|
XML Retrieval
(Half day tutorial)
Instructor: Ricardo Baeza-Yates,
Universidad de Chile
Abstract
This tutorial covers the main concepts related to retrieving information
from data structured in XML. The content is divided in three parts.
The first covers the main concepts of XML, including defining, displaying
and querying XML data. The second part addresses the challenges
of retrieving information from XML data, in particular ranking and
benchmarking. The last part covers indices for structure and their
algorithms, focusing in the trade-off of expressivity vs. efficiency.
Along the tutorial the state of the art of the above issues is emphasized,
including current available software.
Introduction
XML is becoming the de facto data standard for the Web. XML query
languages, through the proposed Xquery language, combines SQL with
concepts from OO databases and information retrieval. Hence, it
is an important topic for IR and DB researchers.
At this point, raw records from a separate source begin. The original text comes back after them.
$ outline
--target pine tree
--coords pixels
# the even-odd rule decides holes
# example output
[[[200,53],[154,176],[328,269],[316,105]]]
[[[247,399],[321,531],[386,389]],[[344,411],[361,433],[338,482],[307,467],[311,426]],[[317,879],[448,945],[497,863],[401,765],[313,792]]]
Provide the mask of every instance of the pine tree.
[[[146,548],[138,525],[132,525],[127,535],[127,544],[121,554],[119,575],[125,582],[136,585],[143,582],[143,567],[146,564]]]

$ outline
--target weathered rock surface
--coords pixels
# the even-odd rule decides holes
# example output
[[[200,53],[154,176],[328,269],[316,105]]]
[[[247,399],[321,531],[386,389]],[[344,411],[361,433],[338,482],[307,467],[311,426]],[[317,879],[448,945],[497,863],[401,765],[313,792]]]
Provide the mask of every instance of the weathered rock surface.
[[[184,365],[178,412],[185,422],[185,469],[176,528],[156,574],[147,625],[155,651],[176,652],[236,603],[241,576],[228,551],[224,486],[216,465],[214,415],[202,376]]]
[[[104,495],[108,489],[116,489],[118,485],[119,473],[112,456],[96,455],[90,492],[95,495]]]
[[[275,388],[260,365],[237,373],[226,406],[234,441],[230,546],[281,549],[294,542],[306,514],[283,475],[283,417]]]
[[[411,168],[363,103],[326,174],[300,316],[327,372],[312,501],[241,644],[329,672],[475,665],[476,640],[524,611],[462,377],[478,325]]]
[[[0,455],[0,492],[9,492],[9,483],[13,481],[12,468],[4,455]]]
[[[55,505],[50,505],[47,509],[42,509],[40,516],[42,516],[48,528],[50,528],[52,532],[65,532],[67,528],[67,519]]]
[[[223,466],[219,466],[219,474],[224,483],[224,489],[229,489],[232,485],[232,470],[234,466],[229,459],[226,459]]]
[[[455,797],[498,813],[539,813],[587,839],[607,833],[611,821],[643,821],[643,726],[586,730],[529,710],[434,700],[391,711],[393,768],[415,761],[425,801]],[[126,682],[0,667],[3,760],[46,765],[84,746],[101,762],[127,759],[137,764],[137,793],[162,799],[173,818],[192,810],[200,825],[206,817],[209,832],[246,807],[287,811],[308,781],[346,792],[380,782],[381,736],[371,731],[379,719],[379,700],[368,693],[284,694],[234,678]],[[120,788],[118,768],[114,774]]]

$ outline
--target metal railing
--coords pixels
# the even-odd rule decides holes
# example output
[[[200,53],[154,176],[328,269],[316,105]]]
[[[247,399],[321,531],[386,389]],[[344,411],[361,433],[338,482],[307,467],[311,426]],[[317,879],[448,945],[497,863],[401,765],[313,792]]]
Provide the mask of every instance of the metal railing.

However, little
is known about expressivity of the language versus the efficiency
of feasible implementation, which is related to structured text
models and results on the last years.
Contents
The first part is devoted to XML standards including the main concepts
of XML, namespaces, DTDs and schemas, as well as XML software.
The second part is focused in XML Query Languages, including the
history of the development of them. That includes Xpath and Xquery.
The third part covers structured text models and their relation
to XML. We compare their expressivity and efficiency and show that
can be used to implement XML query languages. We also give two examples
of indices for XML.
The last part includes XML retrieval evaluation and the different
techniques that haveing used in the INEX initiative.
|